It is widely believed that smoke testing is only performed when the software is new or has undergone significant changes, while sanity testing is done when the software undergoes bug fixes or minor enhancements.
We recommended that you always perform smoke testing before performing sanity testing check. Smoke testing is quick, easy on your resources, and doesn't require skilled testers. More importantly, it ensures that crucial features of the software work as expected.
As a real-world example - it is reasonable for testers to assume a change in the product page layout in an e-commerce application is unlikely to affect the search, product catalog, shopping cart, or billing features.
In such scenarios, testers perform sanity testing as testing everything would be very time-consuming. They will verify that the product screen is correctly displayed for different kinds of products on various browsers and devices.
However, there is still a risk that while fixing that page, the developers made a change that affects other parts of the code.

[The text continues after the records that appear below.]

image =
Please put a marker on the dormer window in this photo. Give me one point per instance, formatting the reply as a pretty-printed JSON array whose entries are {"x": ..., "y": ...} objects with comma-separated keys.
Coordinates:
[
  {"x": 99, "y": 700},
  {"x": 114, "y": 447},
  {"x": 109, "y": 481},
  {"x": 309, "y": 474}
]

For example, your e-commerce site developer can modify the
abbreviate function that abbreviates a long string to shorten its input to 40 characters instead of 80. The product screen will work fine. However, the shopping cart screen, which also uses the same function, will now have a big problem because it will not display some crucial details. End-users will not checkout and cost your business a lot of revenue.
Smoke testing would have quickly exposed this defect and saved you the time and effort of sanity testing, something which you have to redo anyway once your developers fixed the checkout screen.
It is no surprise that Microsoft claimed that, after code reviews, smoke testing is the most cost-effective method for identifying and fixing defects.